To address these challenges, regulators could work with utilities and industry to accelerate the deployment of interoperability standards in their states. There are a range of issues that regulators could focus on in the near-term.
First, consistent customer enrollment and registration standards are needed. This includes automatic enrollment of DERs into VPPs with opt-out and interoperability of DER software.
Next, data access standards should be standardized, especially utility meter data access protocols. It is in many cases unnecessarily challenging for industry leaders to access the meter data needed to facilitate market transactions.

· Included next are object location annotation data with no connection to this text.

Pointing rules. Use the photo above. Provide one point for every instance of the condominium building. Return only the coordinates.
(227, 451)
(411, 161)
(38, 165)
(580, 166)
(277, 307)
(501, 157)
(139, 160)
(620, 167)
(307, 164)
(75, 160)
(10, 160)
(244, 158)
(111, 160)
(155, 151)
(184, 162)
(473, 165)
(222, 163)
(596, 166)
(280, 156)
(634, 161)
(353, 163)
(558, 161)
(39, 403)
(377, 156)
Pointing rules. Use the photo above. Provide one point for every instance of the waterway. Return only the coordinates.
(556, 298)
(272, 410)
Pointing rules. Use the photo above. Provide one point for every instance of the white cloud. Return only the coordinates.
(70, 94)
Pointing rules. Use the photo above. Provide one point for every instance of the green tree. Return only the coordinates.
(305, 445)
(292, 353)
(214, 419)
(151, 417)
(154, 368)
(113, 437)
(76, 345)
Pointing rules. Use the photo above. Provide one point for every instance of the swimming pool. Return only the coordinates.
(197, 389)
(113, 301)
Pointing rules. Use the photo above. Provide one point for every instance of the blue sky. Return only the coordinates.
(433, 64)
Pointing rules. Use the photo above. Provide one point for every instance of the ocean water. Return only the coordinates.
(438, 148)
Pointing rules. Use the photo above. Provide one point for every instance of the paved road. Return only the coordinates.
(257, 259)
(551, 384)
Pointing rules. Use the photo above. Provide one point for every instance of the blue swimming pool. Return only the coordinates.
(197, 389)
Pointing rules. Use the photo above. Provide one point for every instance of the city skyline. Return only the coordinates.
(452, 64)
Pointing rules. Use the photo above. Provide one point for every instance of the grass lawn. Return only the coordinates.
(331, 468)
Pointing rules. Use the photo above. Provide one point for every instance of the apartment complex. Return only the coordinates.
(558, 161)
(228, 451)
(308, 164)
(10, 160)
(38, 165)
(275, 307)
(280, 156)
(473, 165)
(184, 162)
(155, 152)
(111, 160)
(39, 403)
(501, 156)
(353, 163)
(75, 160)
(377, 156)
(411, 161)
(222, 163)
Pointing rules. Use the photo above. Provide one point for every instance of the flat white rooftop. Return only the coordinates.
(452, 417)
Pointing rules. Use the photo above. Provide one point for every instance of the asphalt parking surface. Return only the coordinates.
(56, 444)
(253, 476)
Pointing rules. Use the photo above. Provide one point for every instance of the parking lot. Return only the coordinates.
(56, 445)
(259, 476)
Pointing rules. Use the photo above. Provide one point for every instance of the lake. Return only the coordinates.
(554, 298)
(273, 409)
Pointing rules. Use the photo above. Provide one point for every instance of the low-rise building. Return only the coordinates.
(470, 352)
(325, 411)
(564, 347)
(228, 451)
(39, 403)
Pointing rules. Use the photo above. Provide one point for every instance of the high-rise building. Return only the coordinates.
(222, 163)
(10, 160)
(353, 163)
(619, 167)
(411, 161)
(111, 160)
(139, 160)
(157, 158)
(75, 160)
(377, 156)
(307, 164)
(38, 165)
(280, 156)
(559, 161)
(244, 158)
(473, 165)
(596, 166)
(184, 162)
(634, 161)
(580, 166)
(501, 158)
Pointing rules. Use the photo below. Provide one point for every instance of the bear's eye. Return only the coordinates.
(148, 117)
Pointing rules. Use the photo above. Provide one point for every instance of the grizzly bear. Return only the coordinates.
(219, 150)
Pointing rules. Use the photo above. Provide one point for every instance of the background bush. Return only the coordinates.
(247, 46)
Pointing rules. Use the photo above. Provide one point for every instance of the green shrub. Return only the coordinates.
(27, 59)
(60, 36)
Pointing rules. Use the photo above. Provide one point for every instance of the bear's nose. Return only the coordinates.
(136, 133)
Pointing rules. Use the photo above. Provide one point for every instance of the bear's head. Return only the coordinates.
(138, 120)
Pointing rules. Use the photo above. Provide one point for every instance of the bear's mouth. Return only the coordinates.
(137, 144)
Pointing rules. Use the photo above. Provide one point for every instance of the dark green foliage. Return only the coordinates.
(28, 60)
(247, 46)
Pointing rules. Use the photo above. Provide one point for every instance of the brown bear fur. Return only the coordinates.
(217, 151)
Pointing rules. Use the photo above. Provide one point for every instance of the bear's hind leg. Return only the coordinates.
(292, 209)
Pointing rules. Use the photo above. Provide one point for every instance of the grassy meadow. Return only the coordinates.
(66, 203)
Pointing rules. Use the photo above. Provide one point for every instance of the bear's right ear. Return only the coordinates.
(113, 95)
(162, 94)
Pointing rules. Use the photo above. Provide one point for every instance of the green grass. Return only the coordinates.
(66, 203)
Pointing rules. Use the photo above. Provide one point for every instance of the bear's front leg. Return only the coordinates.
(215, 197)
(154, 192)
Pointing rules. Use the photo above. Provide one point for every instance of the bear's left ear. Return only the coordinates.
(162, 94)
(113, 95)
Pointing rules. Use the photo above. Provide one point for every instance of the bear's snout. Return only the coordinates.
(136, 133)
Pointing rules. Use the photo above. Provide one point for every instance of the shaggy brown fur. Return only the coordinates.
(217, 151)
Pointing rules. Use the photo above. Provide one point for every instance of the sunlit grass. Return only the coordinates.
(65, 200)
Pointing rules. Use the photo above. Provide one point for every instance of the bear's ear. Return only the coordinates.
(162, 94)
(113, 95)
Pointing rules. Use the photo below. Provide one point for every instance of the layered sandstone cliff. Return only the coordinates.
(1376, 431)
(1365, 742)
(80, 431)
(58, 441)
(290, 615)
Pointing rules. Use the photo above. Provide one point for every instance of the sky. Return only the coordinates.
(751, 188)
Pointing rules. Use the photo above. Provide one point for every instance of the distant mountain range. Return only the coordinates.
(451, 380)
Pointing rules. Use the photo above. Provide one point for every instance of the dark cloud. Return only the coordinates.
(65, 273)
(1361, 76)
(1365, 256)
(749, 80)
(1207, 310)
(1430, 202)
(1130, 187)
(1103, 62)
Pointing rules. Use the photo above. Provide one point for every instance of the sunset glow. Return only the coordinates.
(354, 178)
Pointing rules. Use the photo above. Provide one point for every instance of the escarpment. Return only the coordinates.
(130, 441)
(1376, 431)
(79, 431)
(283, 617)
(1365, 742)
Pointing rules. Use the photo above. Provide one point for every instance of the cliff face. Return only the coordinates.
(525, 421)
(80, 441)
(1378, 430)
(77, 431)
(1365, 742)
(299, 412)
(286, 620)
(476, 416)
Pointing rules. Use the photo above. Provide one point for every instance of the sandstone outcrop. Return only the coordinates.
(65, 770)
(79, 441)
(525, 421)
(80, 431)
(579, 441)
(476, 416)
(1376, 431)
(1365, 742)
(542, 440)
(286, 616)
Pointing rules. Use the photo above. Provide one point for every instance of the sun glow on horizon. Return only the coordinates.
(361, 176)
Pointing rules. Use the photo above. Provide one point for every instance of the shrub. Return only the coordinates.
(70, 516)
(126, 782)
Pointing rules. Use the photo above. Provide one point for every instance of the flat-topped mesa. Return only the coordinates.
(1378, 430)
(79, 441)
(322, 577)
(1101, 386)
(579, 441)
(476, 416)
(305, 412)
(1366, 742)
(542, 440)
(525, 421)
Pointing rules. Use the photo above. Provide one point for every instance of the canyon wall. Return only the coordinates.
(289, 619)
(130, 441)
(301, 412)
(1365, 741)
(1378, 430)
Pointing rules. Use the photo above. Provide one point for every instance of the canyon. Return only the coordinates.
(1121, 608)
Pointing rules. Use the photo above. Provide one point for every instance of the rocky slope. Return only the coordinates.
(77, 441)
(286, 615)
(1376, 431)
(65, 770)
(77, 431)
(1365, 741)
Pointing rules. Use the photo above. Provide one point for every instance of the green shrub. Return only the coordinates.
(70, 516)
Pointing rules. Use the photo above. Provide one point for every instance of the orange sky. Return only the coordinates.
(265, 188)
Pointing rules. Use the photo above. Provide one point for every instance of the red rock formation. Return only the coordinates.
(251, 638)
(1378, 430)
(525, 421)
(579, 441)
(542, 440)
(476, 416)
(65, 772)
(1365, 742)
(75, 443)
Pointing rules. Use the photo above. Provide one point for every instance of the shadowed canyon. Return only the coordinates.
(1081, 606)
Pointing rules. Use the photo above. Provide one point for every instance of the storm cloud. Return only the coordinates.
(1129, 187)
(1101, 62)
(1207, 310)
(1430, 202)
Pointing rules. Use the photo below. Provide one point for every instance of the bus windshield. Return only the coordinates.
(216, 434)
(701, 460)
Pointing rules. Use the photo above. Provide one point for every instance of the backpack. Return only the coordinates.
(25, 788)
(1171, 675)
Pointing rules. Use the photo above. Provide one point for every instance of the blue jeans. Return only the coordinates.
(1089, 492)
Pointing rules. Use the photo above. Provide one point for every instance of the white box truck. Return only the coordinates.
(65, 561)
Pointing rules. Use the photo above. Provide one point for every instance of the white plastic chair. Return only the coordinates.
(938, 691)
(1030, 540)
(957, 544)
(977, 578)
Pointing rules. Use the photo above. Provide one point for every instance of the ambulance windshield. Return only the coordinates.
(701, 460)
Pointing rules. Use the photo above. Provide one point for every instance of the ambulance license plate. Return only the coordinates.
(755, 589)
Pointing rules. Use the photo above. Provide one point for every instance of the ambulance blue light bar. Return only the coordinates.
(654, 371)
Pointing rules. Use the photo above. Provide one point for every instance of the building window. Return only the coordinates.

Third, open-access device communication standards are critical for scalability. Here, regulators and utilities could encourage development of open standards for APIs to increase interoperability, promote customer choice, and ensure the smoothest customer experience. IEEE 2030.5 and OpenADR 3.0, for example, are two key standards in the U.S. and internationally that are rapidly growing in adoption due to California legislation and well positioned for enabling this goal.
Finally, performance, forecasting, measurement and verification could be standardized across utilities and regions. Specifically, these standards ought to build upon operational standards of distribution systems, guiding development of VPP standards in areas like system reliability, DER interconnection, energy data sharing, product certification, and cybersecurity.
Conclusion
If deployed at scale, VPPs can help facilitate a transformative shift in the power sector, offering consumers and utilities more affordable, reliable, and sustainable solutions for managing energy demand and supply.
Regulators in particular have an important role in facilitating the creation of regulatory frameworks that address persistent barriers to VPP growth. By improving the utility planning process, aligning utilities' financial incentives, enabling stakeholders to stack benefits, and supporting standardization of communication and customer standards, regulators can help unlock VPPs as a powerful force in this energy transformation.